Chalk up another health benefit from breastfeeding. New research out of Tel Aviv University has found a clear link between rates of breastfeeding and the likelihood of developing attention deficit/hyperactivity disorder, even when other known risk factors are taken into consideration.
For the study, researchers led by Aviva Mimouni-Bloch, M.D., of Tel Aviv University's Sackler Faculty of Medicine and head of the Child Neurodevelopmental Center in Loewenstein Hospital, compared the breastfeeding habits of parents of three groups of children: those diagnosed with ADHD; siblings of those with ADHD; and children without ADHD.

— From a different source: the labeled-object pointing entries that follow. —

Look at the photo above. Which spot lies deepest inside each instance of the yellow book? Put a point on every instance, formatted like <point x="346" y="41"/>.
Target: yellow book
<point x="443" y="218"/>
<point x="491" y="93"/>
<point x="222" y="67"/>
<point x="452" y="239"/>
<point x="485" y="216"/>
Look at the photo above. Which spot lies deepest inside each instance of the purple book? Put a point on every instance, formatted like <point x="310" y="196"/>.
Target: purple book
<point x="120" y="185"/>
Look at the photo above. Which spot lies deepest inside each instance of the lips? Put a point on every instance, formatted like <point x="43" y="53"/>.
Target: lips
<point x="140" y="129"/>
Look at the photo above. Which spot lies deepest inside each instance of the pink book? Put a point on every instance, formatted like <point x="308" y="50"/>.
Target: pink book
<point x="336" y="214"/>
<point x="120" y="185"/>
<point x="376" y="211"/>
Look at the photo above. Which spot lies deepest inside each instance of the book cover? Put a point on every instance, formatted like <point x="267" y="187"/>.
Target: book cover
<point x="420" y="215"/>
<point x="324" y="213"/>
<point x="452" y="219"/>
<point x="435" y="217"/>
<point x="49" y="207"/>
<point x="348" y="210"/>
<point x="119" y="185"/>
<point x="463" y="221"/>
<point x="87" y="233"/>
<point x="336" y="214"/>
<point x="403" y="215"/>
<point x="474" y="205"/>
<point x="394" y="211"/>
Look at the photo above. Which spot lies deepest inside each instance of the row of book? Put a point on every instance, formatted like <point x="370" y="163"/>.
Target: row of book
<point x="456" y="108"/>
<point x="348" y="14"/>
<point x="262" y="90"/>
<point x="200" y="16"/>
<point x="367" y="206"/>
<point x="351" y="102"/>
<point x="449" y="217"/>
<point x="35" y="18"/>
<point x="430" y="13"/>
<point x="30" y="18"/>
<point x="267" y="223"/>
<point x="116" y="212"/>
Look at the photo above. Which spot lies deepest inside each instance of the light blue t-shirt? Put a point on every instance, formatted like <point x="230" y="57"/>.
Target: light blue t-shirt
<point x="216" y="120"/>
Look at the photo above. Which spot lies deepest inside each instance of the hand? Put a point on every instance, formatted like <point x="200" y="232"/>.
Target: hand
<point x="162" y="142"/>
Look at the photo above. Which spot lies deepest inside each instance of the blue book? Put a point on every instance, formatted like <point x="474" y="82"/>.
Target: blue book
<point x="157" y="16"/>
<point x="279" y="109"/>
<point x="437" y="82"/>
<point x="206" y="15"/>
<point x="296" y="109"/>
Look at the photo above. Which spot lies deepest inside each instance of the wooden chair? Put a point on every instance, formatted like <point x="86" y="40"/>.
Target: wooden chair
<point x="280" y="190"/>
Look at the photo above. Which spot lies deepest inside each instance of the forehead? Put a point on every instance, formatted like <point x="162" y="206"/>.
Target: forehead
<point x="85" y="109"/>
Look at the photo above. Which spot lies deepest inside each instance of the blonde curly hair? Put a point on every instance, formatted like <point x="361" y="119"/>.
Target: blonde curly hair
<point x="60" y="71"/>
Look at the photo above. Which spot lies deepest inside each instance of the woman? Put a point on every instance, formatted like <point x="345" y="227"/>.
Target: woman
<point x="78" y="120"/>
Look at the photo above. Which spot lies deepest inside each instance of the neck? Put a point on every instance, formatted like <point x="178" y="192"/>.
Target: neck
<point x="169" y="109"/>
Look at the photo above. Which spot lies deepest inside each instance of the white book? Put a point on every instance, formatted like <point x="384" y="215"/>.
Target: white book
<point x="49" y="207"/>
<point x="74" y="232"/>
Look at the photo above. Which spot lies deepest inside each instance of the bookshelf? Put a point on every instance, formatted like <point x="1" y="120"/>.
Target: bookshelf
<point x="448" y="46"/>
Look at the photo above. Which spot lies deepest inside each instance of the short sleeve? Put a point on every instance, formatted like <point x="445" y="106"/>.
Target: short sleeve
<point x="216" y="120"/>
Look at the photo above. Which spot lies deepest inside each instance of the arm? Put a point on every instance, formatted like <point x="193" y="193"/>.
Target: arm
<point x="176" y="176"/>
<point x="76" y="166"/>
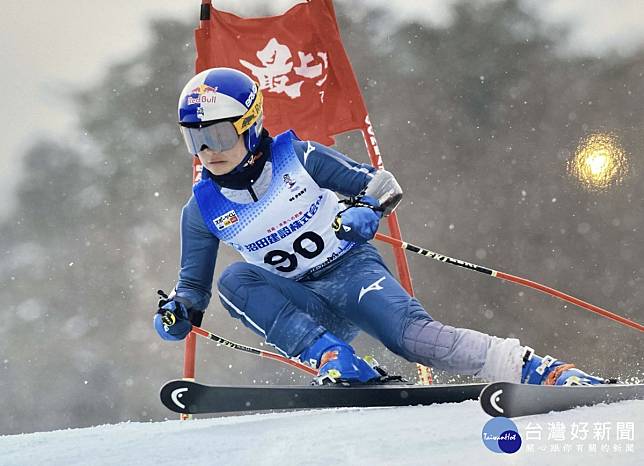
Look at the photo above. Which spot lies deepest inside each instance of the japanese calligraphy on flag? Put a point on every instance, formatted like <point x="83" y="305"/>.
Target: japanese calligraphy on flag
<point x="299" y="62"/>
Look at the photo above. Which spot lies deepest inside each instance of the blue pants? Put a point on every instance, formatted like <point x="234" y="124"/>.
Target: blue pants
<point x="357" y="292"/>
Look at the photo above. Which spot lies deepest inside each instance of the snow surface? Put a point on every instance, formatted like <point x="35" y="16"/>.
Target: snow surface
<point x="436" y="435"/>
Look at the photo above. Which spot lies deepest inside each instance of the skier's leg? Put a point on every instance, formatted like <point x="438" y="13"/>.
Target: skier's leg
<point x="373" y="299"/>
<point x="376" y="302"/>
<point x="290" y="316"/>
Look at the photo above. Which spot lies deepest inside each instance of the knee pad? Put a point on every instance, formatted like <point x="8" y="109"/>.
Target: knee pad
<point x="434" y="344"/>
<point x="237" y="274"/>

The researchers tracked breastfeeding histories of children from six to 12 years of age at Schneider's Children Medical Center in Israel. In addition to describing their breastfeeding habits during the first year of their child's life, parents answered a detailed questionnaire on medical data that might also have an impact on the development of ADHD, including marital status and education of the parents, problems during pregnancy such as hypertension or diabetes, birth weight of the child, and genetic links to ADHD.
The researchers found children who were bottle-fed at three months of age were three times more likely to have ADHD than those who were breastfed during the same period. At three months, only 43 percent of children in the ADHD group were breastfed compared to 69 percent of the sibling group and 73 percent of the others. At six months, 29 percent of the ADHD group was breastfed, compared to 50 percent of the sibling group and 57 percent of the others.
While researchers do not yet know why breastfeeding can help prevent ADHD — it could be due to the breast milk itself or the special bond formed between mother and baby during breastfeeding — they believe the research shows that breastfeeding can have a protective effect against the development of the disorder, and can be counted as an additional biological advantage for breastfeeding.